What is the cure for a mind-set of hopelessness?
I believe mental states are actually groups of memories working together in a pattern.
To illustrate my point, when my son was very young I taught him to whistle one day. We were under a big tree out in the yard that day. Years later, after we had moved from that place, he visited that place and walked by that tree, he spontaneously remembered that he learned to whistle under that tree.
We store our memories in groups. The smells, the feelings, the people involved are all stored together, and when one of these things come to our mind, that one memory acts as a key to unlock a flood of other seemingly forgotten memories that become active at the same.
These so called forgotten memories bring with them all the feelings and thoughts that were stored with them.
My favorite book is “Man’s Search For Meaning” by holocaust survivor Viktor Frankl. It is his account of how he survived in the Nazi concentration camps during World War II. The technique he used was what I’m calling “remembering the future”, he didn’t call it that.
Dr. Frankl, would be standing in rags, hungry and cold and he would imagine himself standing in front of a crowd giving a lecture about his death camp experiences, in a large warm hall, wearing a suit of clothes, in the future. He would imagine in the future having an ordinary conversation with his wife, who he didn’t know at the time was already dead. This “remembering” a future hopeful event, automatically gave his mind the key it needed to unlock other hopeful memories, feelings and learnings.
You see, there is the reality of life as you see it now. It has you defeated, you may hear everything I’m teaching about this diet but because you don’t believe YOU CAN also do this, the first sign that the diet is not working is seen by you as proof of your inner beliefs.
The keys you are using are unlocking the wrong cluster of memories.

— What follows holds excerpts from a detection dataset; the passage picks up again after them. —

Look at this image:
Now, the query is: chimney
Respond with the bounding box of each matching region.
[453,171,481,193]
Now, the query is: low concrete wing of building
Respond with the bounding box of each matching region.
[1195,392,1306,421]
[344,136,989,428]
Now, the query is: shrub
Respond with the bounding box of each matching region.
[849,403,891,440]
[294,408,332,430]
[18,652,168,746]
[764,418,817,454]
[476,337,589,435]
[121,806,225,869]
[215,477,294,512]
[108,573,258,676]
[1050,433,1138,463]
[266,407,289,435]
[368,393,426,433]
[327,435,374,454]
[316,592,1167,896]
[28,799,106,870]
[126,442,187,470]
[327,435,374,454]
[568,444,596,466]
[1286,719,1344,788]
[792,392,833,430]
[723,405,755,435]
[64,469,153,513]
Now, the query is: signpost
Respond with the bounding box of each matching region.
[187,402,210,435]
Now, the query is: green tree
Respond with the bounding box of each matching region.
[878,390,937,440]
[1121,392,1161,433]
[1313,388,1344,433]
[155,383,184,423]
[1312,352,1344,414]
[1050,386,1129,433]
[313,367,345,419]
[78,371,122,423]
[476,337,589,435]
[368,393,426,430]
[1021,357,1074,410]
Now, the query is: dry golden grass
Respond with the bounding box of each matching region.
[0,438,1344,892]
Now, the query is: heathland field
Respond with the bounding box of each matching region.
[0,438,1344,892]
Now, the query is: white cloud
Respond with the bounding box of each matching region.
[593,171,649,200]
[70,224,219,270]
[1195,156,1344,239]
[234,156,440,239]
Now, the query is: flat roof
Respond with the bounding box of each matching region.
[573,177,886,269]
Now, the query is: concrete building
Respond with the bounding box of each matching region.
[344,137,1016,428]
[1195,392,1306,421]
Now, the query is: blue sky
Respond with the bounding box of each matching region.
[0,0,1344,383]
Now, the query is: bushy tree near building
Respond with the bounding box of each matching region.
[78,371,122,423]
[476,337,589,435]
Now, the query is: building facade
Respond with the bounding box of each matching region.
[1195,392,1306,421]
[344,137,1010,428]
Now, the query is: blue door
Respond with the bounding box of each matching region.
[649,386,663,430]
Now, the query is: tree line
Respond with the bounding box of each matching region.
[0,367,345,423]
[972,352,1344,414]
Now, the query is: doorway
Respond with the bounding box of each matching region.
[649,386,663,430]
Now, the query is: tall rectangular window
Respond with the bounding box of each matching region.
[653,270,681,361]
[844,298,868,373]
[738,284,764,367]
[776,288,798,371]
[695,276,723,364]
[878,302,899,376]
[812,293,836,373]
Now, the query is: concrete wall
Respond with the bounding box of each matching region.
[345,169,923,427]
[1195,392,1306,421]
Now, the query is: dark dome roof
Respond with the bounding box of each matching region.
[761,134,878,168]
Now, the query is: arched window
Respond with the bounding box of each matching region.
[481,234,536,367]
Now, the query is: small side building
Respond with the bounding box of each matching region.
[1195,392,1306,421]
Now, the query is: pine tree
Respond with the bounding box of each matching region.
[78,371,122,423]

Inside your mind, however, are different memories, different learnings, different feelings, a different set of keys, that have been put into storage and are not active. To re-activate them, you simply have to find a way to “see your whistling tree” or imagine your future lecture where you give a talk to other defeated people about how you overcame whatever problem you are facing.
This sends a powerful message to your brain to re-activate the memories and learnings that you’ve long forgotten.
Hope re-activates memories that were stored with that feeling of hope, just like the sight of your Grandma’s old house might re-activate memories of cookies baking, and old dog, and games you played with your cousins, and along with those memories the carefree feelings of youth and fun.